What’s in a name?

February 22, 2024 · 2 minute read
What’s in a name?

“What’s in a name? That which we call a rose

By any other name would smell as sweet;”

Juliette tries to wish and pretend that names do not matter. Those who are familiar with the tale of Romeo and Juliette are well aware that this is not the case. 

There are many trees with dubious names:

Tulip Poplar: Not a tulip, not a poplar.

Tree of Heaven: I’m not sure what this says about the afterlife.

Red Maple: Sure it has red flowers, red stems, and red fall colors, but some Japanese maples are MORE red.

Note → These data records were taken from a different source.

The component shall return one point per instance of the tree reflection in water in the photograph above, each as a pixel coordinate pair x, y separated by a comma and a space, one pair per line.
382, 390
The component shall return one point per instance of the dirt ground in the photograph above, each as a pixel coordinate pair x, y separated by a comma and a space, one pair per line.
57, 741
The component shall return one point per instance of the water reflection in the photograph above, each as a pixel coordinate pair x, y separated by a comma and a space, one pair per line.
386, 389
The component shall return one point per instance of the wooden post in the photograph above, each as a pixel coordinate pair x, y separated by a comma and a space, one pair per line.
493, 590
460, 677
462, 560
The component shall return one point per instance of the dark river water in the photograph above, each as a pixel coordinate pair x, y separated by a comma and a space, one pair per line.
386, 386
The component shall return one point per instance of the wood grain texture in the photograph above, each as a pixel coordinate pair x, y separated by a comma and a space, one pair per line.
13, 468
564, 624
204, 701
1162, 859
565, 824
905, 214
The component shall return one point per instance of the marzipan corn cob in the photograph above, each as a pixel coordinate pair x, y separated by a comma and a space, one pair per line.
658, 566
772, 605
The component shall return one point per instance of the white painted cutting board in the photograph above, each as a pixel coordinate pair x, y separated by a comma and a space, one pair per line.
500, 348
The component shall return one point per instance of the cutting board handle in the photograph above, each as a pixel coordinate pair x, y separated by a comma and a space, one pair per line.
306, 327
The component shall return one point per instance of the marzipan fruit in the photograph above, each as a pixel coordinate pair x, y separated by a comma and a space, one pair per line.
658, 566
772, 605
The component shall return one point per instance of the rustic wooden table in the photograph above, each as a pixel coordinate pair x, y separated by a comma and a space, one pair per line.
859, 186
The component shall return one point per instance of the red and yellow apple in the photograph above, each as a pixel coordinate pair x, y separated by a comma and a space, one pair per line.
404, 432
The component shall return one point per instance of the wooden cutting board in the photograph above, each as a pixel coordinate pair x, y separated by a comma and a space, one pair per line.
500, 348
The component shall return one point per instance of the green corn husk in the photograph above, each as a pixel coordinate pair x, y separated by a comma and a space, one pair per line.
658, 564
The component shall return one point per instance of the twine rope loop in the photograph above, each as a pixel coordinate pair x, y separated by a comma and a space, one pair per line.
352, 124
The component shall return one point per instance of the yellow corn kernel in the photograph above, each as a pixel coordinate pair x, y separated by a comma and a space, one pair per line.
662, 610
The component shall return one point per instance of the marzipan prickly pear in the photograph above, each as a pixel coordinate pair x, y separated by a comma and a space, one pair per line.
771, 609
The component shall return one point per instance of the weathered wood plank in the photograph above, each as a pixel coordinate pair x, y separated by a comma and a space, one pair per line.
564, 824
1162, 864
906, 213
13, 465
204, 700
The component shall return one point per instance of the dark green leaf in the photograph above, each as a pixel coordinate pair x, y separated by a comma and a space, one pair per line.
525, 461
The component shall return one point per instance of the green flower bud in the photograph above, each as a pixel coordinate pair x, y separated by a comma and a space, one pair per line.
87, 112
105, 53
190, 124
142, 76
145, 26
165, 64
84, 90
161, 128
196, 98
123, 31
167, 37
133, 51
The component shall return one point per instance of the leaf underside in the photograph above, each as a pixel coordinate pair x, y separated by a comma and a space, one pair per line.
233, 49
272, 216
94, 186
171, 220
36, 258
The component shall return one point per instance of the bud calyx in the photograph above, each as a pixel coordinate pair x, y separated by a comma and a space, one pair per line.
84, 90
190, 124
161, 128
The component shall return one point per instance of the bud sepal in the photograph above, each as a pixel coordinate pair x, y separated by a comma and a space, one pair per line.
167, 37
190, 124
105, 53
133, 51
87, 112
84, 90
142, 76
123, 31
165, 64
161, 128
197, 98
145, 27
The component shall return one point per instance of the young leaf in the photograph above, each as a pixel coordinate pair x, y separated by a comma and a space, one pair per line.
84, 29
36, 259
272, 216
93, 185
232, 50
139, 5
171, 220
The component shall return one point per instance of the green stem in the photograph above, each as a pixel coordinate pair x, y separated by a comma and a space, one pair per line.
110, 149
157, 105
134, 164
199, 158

Those names don’t actually bother me that much. The tree names that I would love to change are the trees that are much better than their name implies. Juliette wished Romeo had a different name, but would he have caught the attention of Juliette if his name was Moe, Larry, or Curly? Probably not. I think the following trees are worthy of better titles.

Swamp white oak:

Quercus bicolor is a beautiful oak tree. It is an underused native oak with good form and deeply textured flaking bark. It is bicolor because the leaves are deep green above and silvery white underneath. It is a beautiful tree that thrives in compacted urban and residential soils. For a few of us its first name “swamp” conjures a beautiful wooded wetland, but most people don’t want a swamp tree in their yard. They will leave this tree for Shrek and Donkey. Frequently, when I suggest this tree to a customer, I see a pained look on their face, as if I just told an inappropriate joke.

Black gum:

Nyssa sylvatica has the misfortune that it shares its last name with a much-hated tree, the sweet gum. You can explain to people that it does not produce spiny seed pods and that it is not even related to sweet gum trees, but once they hear “gum” this tree is not given a chance. Blackgums are beautiful native trees that grow larger than most ornamental trees, but not as large as most shade trees. It nicely fills the niche of a small shade tree. It has waxy green leaves in the spring and stunning fall colors. Maybe we should start using a family name for the tree: Tupelo.  


Celtis occidentalis is a common tree. If you have trees growing in your fence line, chances are good, that at least one of them is a hackberry. Because it readily grows in fallow areas, many consider it a weed tree. The fact that it can tend to grow where it isn’t wanted probably helps it gain weed status, but hackberry trees can be great in the right location.

Hackberry trees have beautiful smooth grey bark with cork ridges. They are well known for thriving in urban soils where other trees languish. Perhaps they would be a more popular tree if we used a lesser-known name for them; Sugarberry.

Names do matter to us. But if you are looking for a tree to plant, there are benefits to looking past a tree’s moniker and exploring the traits the tree will have as it matures. Feel free to call it whatever you like.